Factoring Quadratics

Here we will show you how to factor the quadratic function -92x² + 18x + 74 using the box method. In other words, we will show you how to factor negative 92x squared plus 18x plus 74 (-92x^2 + 18x + 74) using the box method. It is a 5-step process:

Step 1: The standard form of a quadratic equation is ax² + bx + c. In this equation, a is negative. Therefore, we need to start by setting aside the negative (-). We do this by flipping the signs in the equation to get 92x² - 18x - 74. Now we can label the different parts of our equation, like this:

a = 92
b = -18
c = -74


Step 2: Next, we need to draw a box and divide it into four squares:

-2  -92x -74
2x  92x² 74x
46x 37
We put 92x² (a) in the bottom left square and -74 (c) in the top right square, like this:

-2  -92x -74
2x  92x² 74x
46x 37
Step 3: In order to fill in the other two squares, we need to do some math. We have to find two numbers that multiply together to give us the product of 92 times -74 (a × c), and add together to equal -18 (b).

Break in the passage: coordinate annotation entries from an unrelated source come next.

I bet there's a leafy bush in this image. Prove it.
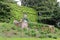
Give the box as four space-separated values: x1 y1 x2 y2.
0 2 12 22
9 3 37 22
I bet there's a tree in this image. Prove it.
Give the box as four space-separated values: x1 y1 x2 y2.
0 2 12 22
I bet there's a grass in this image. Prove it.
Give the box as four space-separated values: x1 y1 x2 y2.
0 37 60 40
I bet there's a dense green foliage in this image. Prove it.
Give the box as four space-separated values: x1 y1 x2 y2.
0 23 60 39
0 2 12 22
9 3 37 22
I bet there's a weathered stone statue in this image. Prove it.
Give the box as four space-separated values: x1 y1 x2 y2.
21 14 28 28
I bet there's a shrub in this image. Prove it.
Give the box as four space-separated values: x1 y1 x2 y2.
0 2 12 22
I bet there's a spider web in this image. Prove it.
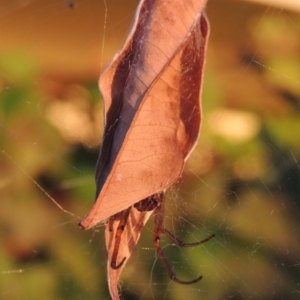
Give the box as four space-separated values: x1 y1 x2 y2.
0 0 300 300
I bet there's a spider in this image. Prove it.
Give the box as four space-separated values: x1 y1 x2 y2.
108 192 215 284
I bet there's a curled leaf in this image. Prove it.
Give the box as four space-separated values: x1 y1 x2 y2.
80 0 209 300
80 0 208 229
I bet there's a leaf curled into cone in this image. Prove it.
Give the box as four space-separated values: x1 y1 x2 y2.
80 0 209 229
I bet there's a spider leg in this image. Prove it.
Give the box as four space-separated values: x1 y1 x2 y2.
161 227 215 247
108 208 130 269
154 194 202 284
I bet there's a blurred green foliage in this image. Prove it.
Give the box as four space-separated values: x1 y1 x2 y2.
0 1 300 300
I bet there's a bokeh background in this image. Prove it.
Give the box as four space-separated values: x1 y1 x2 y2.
0 0 300 300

More specifically, 92 times -74 is -6808. Therefore, we need to find the two numbers that multiply to equal -6808, and add to equal -18.

? × ? = -6808
? + ? = -18

After looking at this problem, we can see that the two numbers that multiply together to equal -6808, and add together to equal -18, are -92 and 74, as illustrated here:

-92 × 74 = -6808
-92 + 74 = -18

Now, we can fill in the last two squares in our box with -92x and 74x. Place -92x in the upper left square, and place 74x in the lower right square.

-2  -92x -74
2x  92x² 74x
46x 37
Step 4: Next, we need to find four final numbers to finish factoring our equation. We can see that our box is a 2 x 2 table made up of rows and columns.

Our goal is to find the numbers that, when multiplied together, result in the products in each square. We can do this by finding the greatest common factor in each row.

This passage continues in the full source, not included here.